Как медик, Маргарита, к тому времени уже прочно «Осиповна», никогда не сомневалась, что отдать ребенка в советские ясли или сад – значит позволить ему переболеть всеми существующими детскими болезнями, и, желая этого избежать, пригласила в качестве няни приличную старую деву по имени Ева, вселенную в комнату сгинувшего Семена и сразу навязавшуюся в крестные. Впрочем, симпатичного, забавного и рассудительного «дохторского» Митю дружно обожала и баловала вся многократно леченная женская половина квартиры – и ему постоянно то совали в коридоре пряники или капустные кочерыжки, то несли прямо в комнату дымящийся кусок свежеиспеченного яблочного пирога. Ева же просто души не чаяла в своем воспитаннике и крестнике, готовая проводить с ним рядом сутки напролет, и ненадолго отлучалась только в тех редких случаях, когда ей вдруг самым положительным образом думалось, что у нее начинается с кем-нибудь долгожданный «роман». Тогда, судорожно отпрашиваясь у хозяйки, она неслась, обнадеженная случайным мужским теплым словом, в очередную «киношку» с мимолетным знакомым – и всегда возвращалась грустная, с глазами «на мокром месте», так и не дождавшаяся приглашения на следующее свидание… В такие дни, если нужно было идти в больницу, фельдшер Маргарита Осиповна без сомнений брала сына с собой на дежурство: в их стерильном хирургическом отделении заразных больных и в заводе не было, а мальчика она решила с детства постепенно приучать к мысли, что он, когда вырастет, непременно станет доктором.
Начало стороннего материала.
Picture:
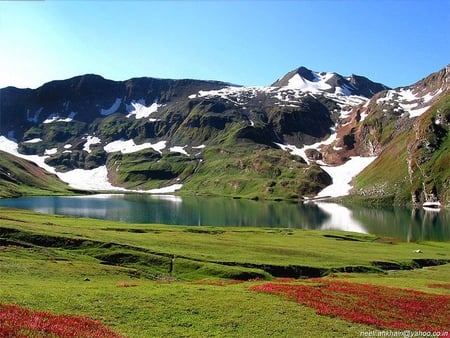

Митя никогда не мешал работать добродушно кивавшему персоналу – наоборот, иногда ухитрялся помочь замотанным палатным сестрам быстрей разнести больным порошки, утешал скучавших по родителям выздоравливающих – а потом сладко спал до утра на кушетке в теплой раздевалке у душевой. Присев среди хлопот рядом со сладко посасывающим во сне кончик заштампованной простыни ребенком, Рита чувствовала иногда, как у нее по-настоящему ноет сердце: это оно раздавалось вширь, не в силах вместить и без того огромного, но все растущего и растущего счастья.